Immediately following the Posse swearing-in at 2 pm will be a panel presentation by at least three physicians coming to testify at the hearing. Because regardless of the politics involved in the decision to lower the federal smog standard, this is still a public health issue, one about how poisons in the air cause illness and disease among millions of Americans.

Dr. Susan Pacheo of the University of Texas Health Science Center in Houston specializes in Pediatric Allergy and Immunology and will speak to the threat posed by smog to children's health. Dr. John Kissel specializes in Internal Medicine in St. Louis, Missouri to discuss the impacts of smog of public health in general. DFW's own Dr. Robert Haley is a toxicologist at UT-Southwestern, and led last year's effort by the Dallas County Medical Society to close the oldest, dirtiest East Texas coal plants that affect North Texas air quality. He'll be speaking about the local impacts of smog on the air you breathe.

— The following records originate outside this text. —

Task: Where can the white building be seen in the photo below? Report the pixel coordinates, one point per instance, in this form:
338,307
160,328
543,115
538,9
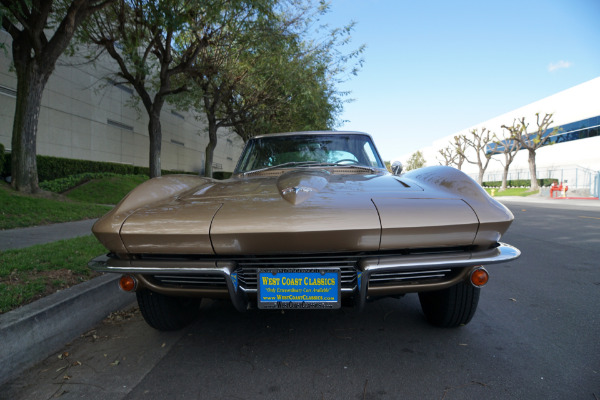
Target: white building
574,158
85,116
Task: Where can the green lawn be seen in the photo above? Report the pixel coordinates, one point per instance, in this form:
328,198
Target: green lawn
34,272
18,210
523,192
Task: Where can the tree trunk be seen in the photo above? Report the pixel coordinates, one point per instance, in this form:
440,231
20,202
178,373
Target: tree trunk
155,134
480,176
210,147
532,170
504,178
31,81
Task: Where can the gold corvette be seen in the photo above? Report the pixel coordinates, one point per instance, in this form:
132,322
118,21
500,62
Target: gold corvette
309,220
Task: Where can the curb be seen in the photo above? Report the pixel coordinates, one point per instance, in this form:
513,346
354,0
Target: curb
33,332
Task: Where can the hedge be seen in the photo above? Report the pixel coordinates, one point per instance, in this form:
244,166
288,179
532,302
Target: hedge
521,183
2,157
52,168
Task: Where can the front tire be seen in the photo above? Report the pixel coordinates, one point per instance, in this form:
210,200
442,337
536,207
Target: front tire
167,313
450,307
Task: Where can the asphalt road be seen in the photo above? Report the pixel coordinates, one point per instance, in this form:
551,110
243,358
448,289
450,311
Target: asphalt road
536,335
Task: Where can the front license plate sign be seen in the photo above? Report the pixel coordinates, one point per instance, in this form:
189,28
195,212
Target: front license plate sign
299,288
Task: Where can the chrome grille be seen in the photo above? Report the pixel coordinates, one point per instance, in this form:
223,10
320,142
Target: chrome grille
191,281
398,278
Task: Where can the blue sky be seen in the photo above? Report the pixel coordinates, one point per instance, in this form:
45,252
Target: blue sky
433,68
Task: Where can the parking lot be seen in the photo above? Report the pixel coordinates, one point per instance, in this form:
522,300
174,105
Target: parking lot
534,336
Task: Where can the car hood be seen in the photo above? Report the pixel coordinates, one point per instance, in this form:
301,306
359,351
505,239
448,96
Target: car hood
301,211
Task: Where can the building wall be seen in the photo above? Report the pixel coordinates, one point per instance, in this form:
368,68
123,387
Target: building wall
577,103
85,116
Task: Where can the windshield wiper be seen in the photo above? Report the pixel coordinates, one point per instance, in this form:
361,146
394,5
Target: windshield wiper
310,164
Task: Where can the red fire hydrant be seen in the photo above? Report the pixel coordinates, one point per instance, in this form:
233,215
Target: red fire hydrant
562,189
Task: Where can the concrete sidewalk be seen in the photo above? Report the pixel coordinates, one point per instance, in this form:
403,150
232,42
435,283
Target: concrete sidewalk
546,201
33,332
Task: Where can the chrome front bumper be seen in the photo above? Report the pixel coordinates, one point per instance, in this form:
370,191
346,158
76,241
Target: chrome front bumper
367,268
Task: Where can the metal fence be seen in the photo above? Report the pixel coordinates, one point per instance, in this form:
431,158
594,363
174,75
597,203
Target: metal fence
575,177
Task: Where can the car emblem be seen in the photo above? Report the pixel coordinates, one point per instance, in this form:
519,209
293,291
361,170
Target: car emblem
296,190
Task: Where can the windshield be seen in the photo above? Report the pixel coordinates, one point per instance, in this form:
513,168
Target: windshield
307,149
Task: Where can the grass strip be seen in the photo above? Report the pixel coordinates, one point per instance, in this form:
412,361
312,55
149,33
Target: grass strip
37,271
522,192
18,210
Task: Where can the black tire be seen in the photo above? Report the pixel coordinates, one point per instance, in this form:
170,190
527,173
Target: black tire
167,313
450,307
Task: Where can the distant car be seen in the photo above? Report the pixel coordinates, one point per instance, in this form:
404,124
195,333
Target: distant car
309,220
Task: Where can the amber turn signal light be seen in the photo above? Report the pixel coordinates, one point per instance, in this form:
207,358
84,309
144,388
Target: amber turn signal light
127,283
479,277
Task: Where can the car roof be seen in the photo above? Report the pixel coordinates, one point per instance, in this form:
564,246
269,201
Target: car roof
312,133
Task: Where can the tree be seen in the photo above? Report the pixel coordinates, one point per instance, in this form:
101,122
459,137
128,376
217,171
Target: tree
509,147
415,161
449,155
144,38
478,141
262,76
532,141
41,31
459,146
221,74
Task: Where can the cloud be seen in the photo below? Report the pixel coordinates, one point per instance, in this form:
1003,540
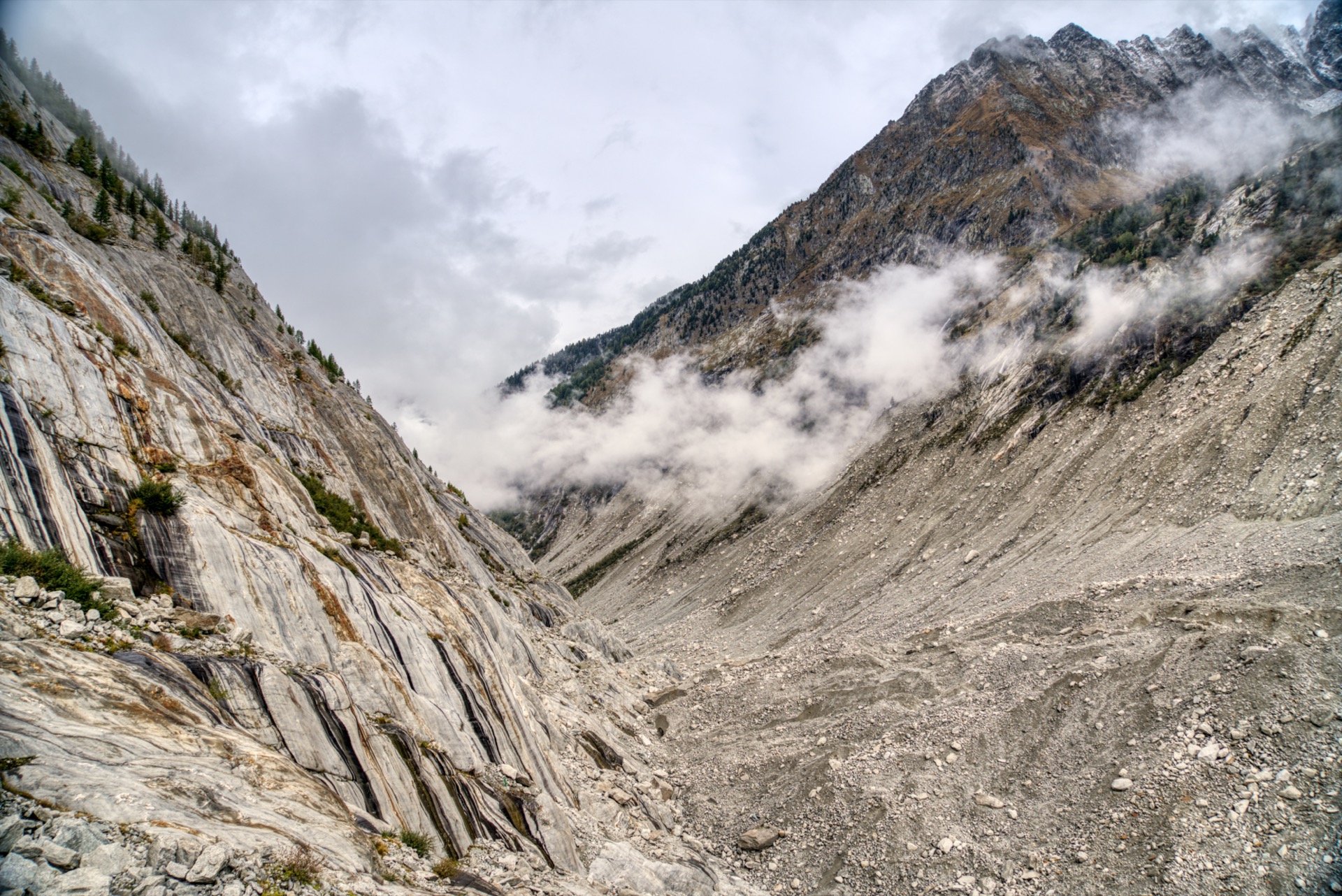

This is the closest thing to a rally for clean air as DFW has seen in some time, so please come out and be a supporter if you can make it. EPA needs to receive the very strong message that the public wants safe and legal air to breathe – especially in states like Texas that will never pursue that goal on its own. Your presence at the hearing tomorrow is a direct rebuke to the Texas Commission on Environmental Quality, Governor Greg Abbott, and every other Texas elected and regulatory official who takes the position that our air is just fine the way it is. Don't give them aid and comfort by sitting this one out. Show up and add your voice to those saying that Austin doesn't represent us in this battle.